Gestern erfuhr ich, dass sie gestorben ist. Heute ist ihr Geburtstag. Sie ist viel zu früh gegangen, zu jung gegangen, zu plötzlich gegangen. Keiner ihrer Nächsten konnte sich von ihr verabschieden. Sie konnte sich nicht verabschieden. Der Tod hat sie geholt und ich bin traurig. Möge sie dort wo sie jetzt ist, in Frieden sein.
Danke, dass es dich gab.


Der Tod ist für sie etwas Persönliches geworden, für ihre Lieben, ihre Freunde, für mich.
Der Tod ist etwas mit dem ich nur schwer umgehen kann. Ich spüre eine seltsame Starre, ich kann nicht weinen, ich kann nicht wütend sein. Es ist als lege sich eine Schicht aus Eis auf mich, ich friere innerlich ein. Ich, die sonst so emotional ist, die so tief fühlt, so tief mitfühlen kann bin überfordert. Ich kann den Tod nicht fassen. Er lässt mich fassungslos und starr zurück. So wie er mich als kleines Mädchen zurückgelassen hat als meine geliebte Großmutter starb, die die ersten fünf Jahre lang für mich eine Mutter war. Großmutter war weg von einem Tag auf den anderen. Niemand sagte mir, was mit ihr geschehen war, keiner hat mir erklärt, was das ist – der Tod. Da war nur der Verlust, das Nichtmehrsein meiner Großmutter, diese Erschütterung, die meine vertraute Welt mit einem Schlag zerbrach, mich erstarren ließ. Ich konnte nicht weinen, ich konnte nicht mehr sprechen und für lange Zeit habe ich geschwiegen. Da war keiner, der mir Trost schenkte. Ich war allein in einem Schmerz, der keinen Ort fand an dem er sein durfte, keine Hand fand, die sich tröstend, wärmend und beruhigend auf ihn legte, keine Arme, die mich hielten, keine Worte, die mich beruhigten. Ich habe diesen Schmerz eingefroren und irgendwie steckt er noch heute in mir.
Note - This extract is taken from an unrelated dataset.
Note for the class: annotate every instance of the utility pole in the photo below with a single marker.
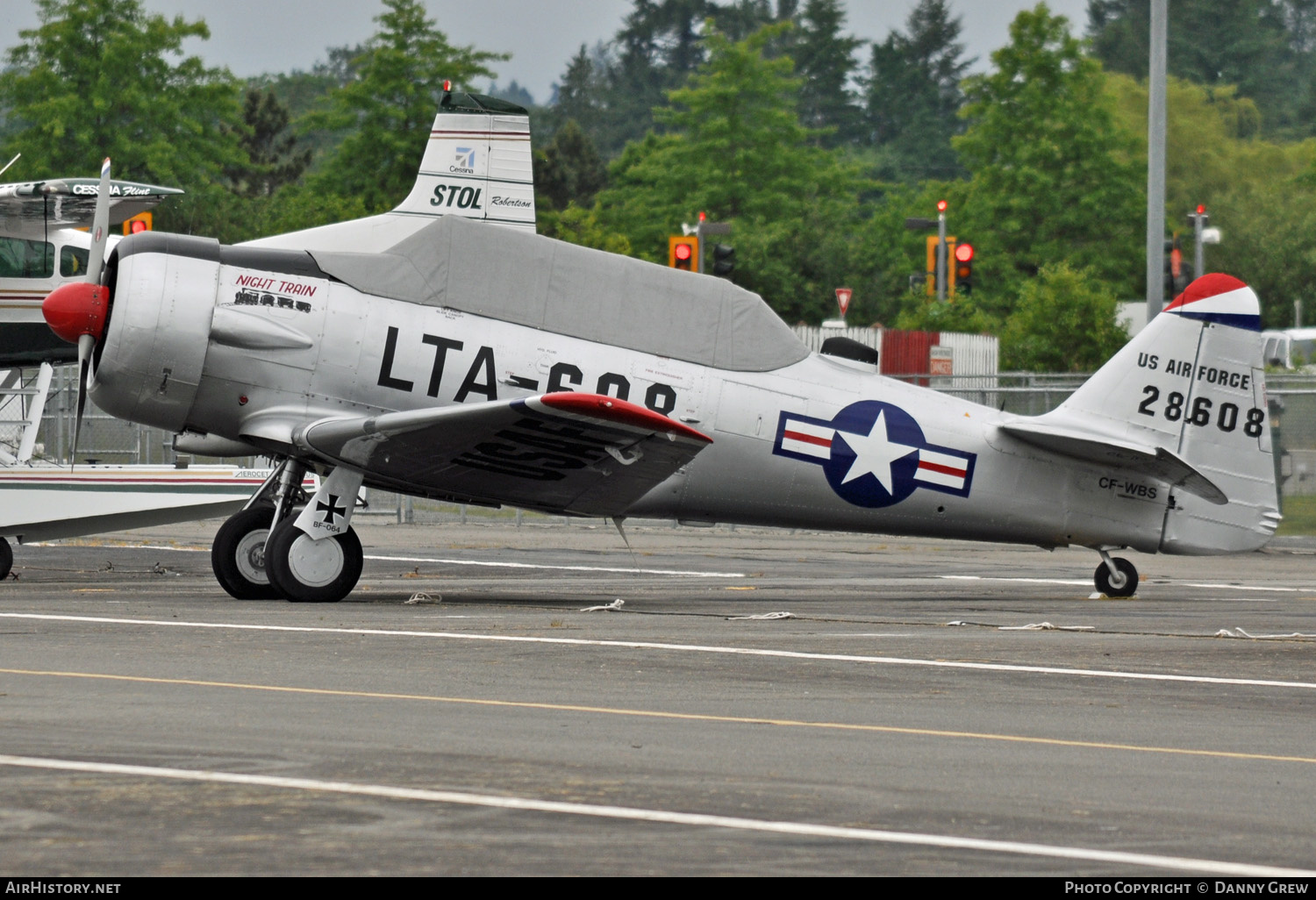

Immer wenn mir der Tod begegnet ist das eine Herausforderung für mich. Ich kann andere trösten, aber ich selbst finde keinen Trost. Ich zweifle an der Wiedergeburt, ich zweifle am Konzept des Lebens nach dem Tod. Ich glaube nicht an einen Himmel in den wir eingehen. Ich kann in diesen, von Menschen gemachten Konzepten, von der Unsterblichkeit der Seele keinen Trost finden. Ich glaube, dass mit dem Tod des Bewusstseins das Gleiche ist wie vor der Geburt – ein Nichts, ein Nichtvorhandensein.

Ich glaube an ein Leben im Jetzt, das einen Anfang hat und ein Ende, und das dieses Ende meinen Körper und mein Bewusstsein in die Erde eingehen lässt.
Manchmal raubt mir der Gedanke an meine Auslöschung und die der Menschen, die ich liebe, den Atem. Ich denke viel an den Tod. Ich versuche den Zustand des Nicht- mehr- Seins zu erfassen und je älter ich werde, desto öfter denke ich nach über das Sterben. Meine Welt wird sich auflösen und das macht mir Angst. Ich habe Angst vor dem Tod der Menschen, die ich liebe und hoffe, dass ich vor ihnen gehen darf.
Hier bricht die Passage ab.